It’s been a challenging month for us. A series of recent incidents drove home how vulnerable we are when we cross oceans and navigate reef-strewn waters. First, our own experience in a nasty storm that caught us off guard, then assisting some very capable cruisers whose engine and steering had conked out, and finally, word that some new friends we’d just had lunch with lost their beautiful boat on a reef in Fiji. All these people are cruising veterans with 7 to 10 years of bluewater experience. They’ve been there and done that. They’d prepared themselves and their boats as well as possible, and exercised caution in their passages as much as is possible out here, but still met with disaster.
|Flying Cloud towing Calypso up to Neiafu Harbor in Vava'u, Tonga.|
Blue water boats are very well built and incredibly strong, but they have an admirable adversary in the sea and the weather. One wave crashing over the boat exerts the force of tons of wet cement. The highly corrosive salt water gets everywhere, trying to just keep your tools rust free is a challenge — trying to keep delicate computers, navigational equipment and other electronics functioning is almost impossible. And the constant struggle and stress wears down the strongest sailors.
When we embarked on this adventure about five and one-half years ago, I had the confidence of 50 years of sailing experience. I was a former sailboat racer, a fleet champion, and a knower of all things to know about sailing (in my own mind). It took only a month off the coast of Florida, facing down a series of early season hurricanes, to realize how little I really knew and how unprepared we were for ocean sailing. How we survived that first year in the Bahamas and sailing up the east coast to New York is beyond me — sheer luck as much as anything. There is a learning curve and you better assimilate it quickly if you want to survive.
We learned that just keeping all the hundreds of components on the boat (electronics, rigging, sails, pumps, engine, nuts and bolts, and so on) functioning was a full time job. I once heard a quote that from the day a sailboat is launched it is trying to commit suicide. I now know that quote is true. While in the bilge tracking down a problem the other day I saw a sheared bolt with the nut still attached laying on the floor. It could have been left from the day the boat was built, or just sheared off yesterday leaving me to wonder if an important component was now loose and how critical that bolt was.
|Meryl trying to untangle the spaghetti of our staysail lines after the storm.|
There are the former engineers who spend every waking hour maintaining their boats, following highly detailed maintenance spreadsheets of everything that needs to be oiled, polished, rotated, changed, etc. I attempt this but am woefully inadequate. There are times when I’m proud of some problem I’ve solved, but many more times when I’m spouting expletives or simply breaking down and crying in a rage of frustration.

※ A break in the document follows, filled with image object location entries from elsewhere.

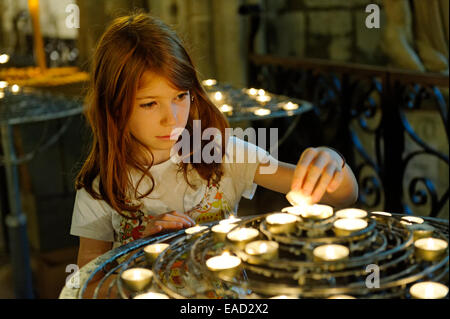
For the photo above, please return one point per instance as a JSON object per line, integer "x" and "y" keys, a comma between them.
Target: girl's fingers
{"x": 314, "y": 172}
{"x": 169, "y": 224}
{"x": 302, "y": 166}
{"x": 152, "y": 229}
{"x": 323, "y": 183}
{"x": 336, "y": 181}
{"x": 185, "y": 216}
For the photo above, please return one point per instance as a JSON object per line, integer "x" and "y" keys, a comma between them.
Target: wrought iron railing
{"x": 351, "y": 100}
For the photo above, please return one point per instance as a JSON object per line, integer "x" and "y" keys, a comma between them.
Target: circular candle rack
{"x": 384, "y": 249}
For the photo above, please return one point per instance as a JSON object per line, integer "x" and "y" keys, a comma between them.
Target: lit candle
{"x": 281, "y": 223}
{"x": 252, "y": 91}
{"x": 195, "y": 230}
{"x": 428, "y": 290}
{"x": 153, "y": 251}
{"x": 341, "y": 297}
{"x": 137, "y": 278}
{"x": 220, "y": 231}
{"x": 289, "y": 106}
{"x": 346, "y": 226}
{"x": 330, "y": 252}
{"x": 225, "y": 266}
{"x": 262, "y": 249}
{"x": 225, "y": 108}
{"x": 15, "y": 88}
{"x": 242, "y": 236}
{"x": 409, "y": 220}
{"x": 429, "y": 248}
{"x": 262, "y": 112}
{"x": 230, "y": 220}
{"x": 218, "y": 96}
{"x": 316, "y": 212}
{"x": 351, "y": 213}
{"x": 209, "y": 82}
{"x": 4, "y": 58}
{"x": 263, "y": 98}
{"x": 151, "y": 295}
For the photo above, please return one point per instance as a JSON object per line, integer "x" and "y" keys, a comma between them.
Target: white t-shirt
{"x": 95, "y": 219}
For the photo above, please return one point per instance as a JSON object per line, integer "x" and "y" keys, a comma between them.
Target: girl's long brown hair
{"x": 129, "y": 47}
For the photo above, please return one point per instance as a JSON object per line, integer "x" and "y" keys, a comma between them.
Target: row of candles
{"x": 259, "y": 95}
{"x": 348, "y": 221}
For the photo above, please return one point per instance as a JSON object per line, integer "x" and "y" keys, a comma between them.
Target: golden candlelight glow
{"x": 428, "y": 290}
{"x": 153, "y": 251}
{"x": 316, "y": 212}
{"x": 195, "y": 229}
{"x": 351, "y": 213}
{"x": 409, "y": 220}
{"x": 137, "y": 278}
{"x": 341, "y": 297}
{"x": 15, "y": 88}
{"x": 230, "y": 220}
{"x": 263, "y": 98}
{"x": 209, "y": 82}
{"x": 4, "y": 58}
{"x": 218, "y": 96}
{"x": 430, "y": 248}
{"x": 262, "y": 112}
{"x": 151, "y": 295}
{"x": 222, "y": 262}
{"x": 289, "y": 106}
{"x": 331, "y": 252}
{"x": 226, "y": 108}
{"x": 346, "y": 226}
{"x": 265, "y": 249}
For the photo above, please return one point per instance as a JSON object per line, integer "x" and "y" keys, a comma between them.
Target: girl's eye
{"x": 147, "y": 105}
{"x": 182, "y": 96}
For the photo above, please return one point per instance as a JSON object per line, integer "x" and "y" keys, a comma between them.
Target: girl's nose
{"x": 169, "y": 115}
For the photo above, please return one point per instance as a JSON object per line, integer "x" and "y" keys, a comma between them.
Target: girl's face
{"x": 158, "y": 110}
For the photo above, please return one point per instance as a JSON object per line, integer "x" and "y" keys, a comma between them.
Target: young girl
{"x": 144, "y": 89}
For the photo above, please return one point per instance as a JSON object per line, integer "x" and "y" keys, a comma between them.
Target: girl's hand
{"x": 319, "y": 170}
{"x": 172, "y": 221}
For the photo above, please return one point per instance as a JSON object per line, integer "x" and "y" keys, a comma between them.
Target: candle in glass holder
{"x": 346, "y": 226}
{"x": 242, "y": 236}
{"x": 428, "y": 290}
{"x": 230, "y": 220}
{"x": 209, "y": 82}
{"x": 225, "y": 108}
{"x": 262, "y": 112}
{"x": 351, "y": 213}
{"x": 262, "y": 249}
{"x": 196, "y": 230}
{"x": 153, "y": 251}
{"x": 429, "y": 248}
{"x": 316, "y": 212}
{"x": 281, "y": 223}
{"x": 151, "y": 295}
{"x": 289, "y": 106}
{"x": 220, "y": 231}
{"x": 330, "y": 252}
{"x": 409, "y": 220}
{"x": 137, "y": 279}
{"x": 225, "y": 266}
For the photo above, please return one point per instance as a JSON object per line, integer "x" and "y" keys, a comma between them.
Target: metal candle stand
{"x": 181, "y": 272}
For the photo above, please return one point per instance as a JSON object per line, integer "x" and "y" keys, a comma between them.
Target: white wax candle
{"x": 351, "y": 213}
{"x": 428, "y": 290}
{"x": 151, "y": 295}
{"x": 222, "y": 262}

The one thing I’m fairly good at is computers and technology, mostly based on being around skilled technicians during my working career, those whose brains I picked at every opportunity. Today I spend most of the day trying keep two iPhones alive whose batteries are on their last legs and upon which we depend for our Internet access. I then had to download the new Ovitel mapping software that utilizes satellite photos to show the position of the boat vis a vis any hazards. It’s written by a Japanese guy and has very few instructions; you kind of have to feel your way through it. Just trying to figure out the four to five various formats that GPS coordinates can take, and modifying them to the needs of each navigation program we use, took hours.
Next, I discovered that being close to the International Date Line means all our charting software stops about 100 miles west of here, and to get the corresponding charts you need to go 180 degrees around the world and approach from the west. Sounds simple but it isn’t. The day also changes as well as the time. Then I discovered that the chart set we used for our backup iNavX navigation software ended at Tonga and I had to track down the new charts (again 180 degrees away) on the Internet (which as I said is dependent on a pair of failing iPhones). And so it goes.
A very well prepared Island Packet who we’d just met a couple of days ago before they left for Fiji, just came limping back into the harbor today looking askew. We radio’d over and learned that their regulator and alternator had both failed and they couldn’t charge their batteries. They didn’t even mention the 30 knot + winds and 10 foot seas outside the reef. If something needs to be replaced here you are looking at a best case scenario of two to three weeks shipping and an exorbitant bill for the parts, shipping and customs, and that’s if you can find the part in the first place.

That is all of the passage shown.